07/04/2026
Há fotos que não pedem explicação. Pedem silêncio.
Era 2020. Cidade do México. No banco da frente de um carro, diante de um hospital já sufocado pela pandemia, um jovem se inclina sobre o corpo da avó. Não há equipe médica, não há tempo, não há preparo. Há apenas urgência. Há apenas desespero.
Ela tinha cerca de 80 anos. Chegou com dificuldades respiratórias, mas não houve espera suficiente para salvá-la. Ainda no estacionamento, enquanto aguardavam atendimento, seu estado piorou rapidamente.
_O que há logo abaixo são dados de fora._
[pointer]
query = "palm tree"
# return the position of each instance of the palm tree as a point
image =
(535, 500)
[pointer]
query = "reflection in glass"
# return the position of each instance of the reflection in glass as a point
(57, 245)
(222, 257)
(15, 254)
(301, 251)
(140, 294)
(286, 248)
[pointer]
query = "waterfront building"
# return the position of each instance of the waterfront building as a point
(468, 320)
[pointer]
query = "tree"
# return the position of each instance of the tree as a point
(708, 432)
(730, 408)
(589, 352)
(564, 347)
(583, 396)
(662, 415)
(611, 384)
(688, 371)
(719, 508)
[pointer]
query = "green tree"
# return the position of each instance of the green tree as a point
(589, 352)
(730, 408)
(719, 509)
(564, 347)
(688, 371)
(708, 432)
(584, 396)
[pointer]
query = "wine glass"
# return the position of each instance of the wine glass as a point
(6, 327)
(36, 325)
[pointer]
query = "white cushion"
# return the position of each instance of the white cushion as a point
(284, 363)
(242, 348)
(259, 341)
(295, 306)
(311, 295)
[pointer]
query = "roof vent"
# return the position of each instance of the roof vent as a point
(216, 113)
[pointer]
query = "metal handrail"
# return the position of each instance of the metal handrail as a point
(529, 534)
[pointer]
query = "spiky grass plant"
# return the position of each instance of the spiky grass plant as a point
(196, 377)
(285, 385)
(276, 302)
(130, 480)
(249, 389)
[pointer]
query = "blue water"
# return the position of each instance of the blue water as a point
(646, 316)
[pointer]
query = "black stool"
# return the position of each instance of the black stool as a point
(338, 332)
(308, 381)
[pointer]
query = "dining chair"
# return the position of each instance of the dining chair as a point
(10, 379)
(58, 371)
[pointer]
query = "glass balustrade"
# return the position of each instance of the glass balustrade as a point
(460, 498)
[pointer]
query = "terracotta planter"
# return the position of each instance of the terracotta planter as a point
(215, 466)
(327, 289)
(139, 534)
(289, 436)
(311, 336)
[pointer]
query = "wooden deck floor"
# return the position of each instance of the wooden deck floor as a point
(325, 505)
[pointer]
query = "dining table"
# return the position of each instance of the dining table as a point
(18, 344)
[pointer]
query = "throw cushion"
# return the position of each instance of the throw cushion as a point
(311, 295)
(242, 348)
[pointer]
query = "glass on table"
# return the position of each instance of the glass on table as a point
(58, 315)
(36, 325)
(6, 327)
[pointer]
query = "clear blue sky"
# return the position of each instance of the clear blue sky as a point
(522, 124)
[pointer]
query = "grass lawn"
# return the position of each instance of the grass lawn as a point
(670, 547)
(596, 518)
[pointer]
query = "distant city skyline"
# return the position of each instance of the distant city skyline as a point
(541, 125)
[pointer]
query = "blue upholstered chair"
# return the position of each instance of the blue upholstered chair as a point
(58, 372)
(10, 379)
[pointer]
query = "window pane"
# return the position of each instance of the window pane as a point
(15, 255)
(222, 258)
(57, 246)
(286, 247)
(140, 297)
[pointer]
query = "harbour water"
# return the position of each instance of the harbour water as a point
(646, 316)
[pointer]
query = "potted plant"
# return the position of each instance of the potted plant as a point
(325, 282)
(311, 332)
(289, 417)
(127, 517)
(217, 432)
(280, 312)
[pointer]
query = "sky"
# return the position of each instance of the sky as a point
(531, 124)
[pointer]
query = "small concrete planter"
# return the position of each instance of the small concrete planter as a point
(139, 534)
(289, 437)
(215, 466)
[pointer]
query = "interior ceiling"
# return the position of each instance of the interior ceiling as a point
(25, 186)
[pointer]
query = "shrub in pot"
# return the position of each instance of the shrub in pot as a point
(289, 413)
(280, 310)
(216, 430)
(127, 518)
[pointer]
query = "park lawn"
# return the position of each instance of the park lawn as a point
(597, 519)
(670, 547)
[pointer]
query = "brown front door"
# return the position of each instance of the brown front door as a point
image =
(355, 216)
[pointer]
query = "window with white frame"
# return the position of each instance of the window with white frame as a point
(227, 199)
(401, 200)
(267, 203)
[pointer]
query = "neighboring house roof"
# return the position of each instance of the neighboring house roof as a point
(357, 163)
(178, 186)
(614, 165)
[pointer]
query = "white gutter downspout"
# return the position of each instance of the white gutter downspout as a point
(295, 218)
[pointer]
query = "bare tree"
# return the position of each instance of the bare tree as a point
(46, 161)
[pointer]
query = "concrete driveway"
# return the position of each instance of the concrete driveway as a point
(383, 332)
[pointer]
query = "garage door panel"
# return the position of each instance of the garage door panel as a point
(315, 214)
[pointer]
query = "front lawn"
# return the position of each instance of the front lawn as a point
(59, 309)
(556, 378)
Antes mesmo de cruzar os portões, ali mesmo, no banco do carro, ela partiu.
E então acontece o que nenhuma regra prevê. O neto, em desespero, tenta reanimá-la com respiração boca a boca — um gesto extremo, arriscado, sobretudo diante de um vírus que se espalhava justamente pelo ar.
Naquele instante, não havia protocolo. Não havia cálculo. Havia apenas uma recusa profundamente humana: aceitar o fim de quem se ama.
Os médicos chegaram minutos depois. Mas, às vezes, minutos são tudo o que separa o possível do impossível. A morte foi confirmada ali mesmo — no carro, nos braços dele.
A cena foi registrada pelo fotógrafo Moisés Pablo, da agência Cuartoscuro. Em poucos dias, atravessou o mundo — um mundo que, naquele momento, vivia o medo, o colapso e a incerteza diante de uma doença que devastava famílias inteiras.
E talvez seja justamente por isso que a imagem tenha marcado tanto. Porque ela não foi exceção — foi reflexo. Durante a pandemia, milhões morreram sem despedida, muitas vezes isolados, em caixões fechados, reduzidos a números em gráficos frios.
Mas essa foto resiste. Porque devolve rosto, gesto e humanidade a uma tragédia que tentou se tornar estatística.
Não é uma imagem sobre a morte. É sobre o amor que insiste — mesmo quando já não há mais o que salvar.
E por isso, ainda que doa, ela precisa ser lembrada.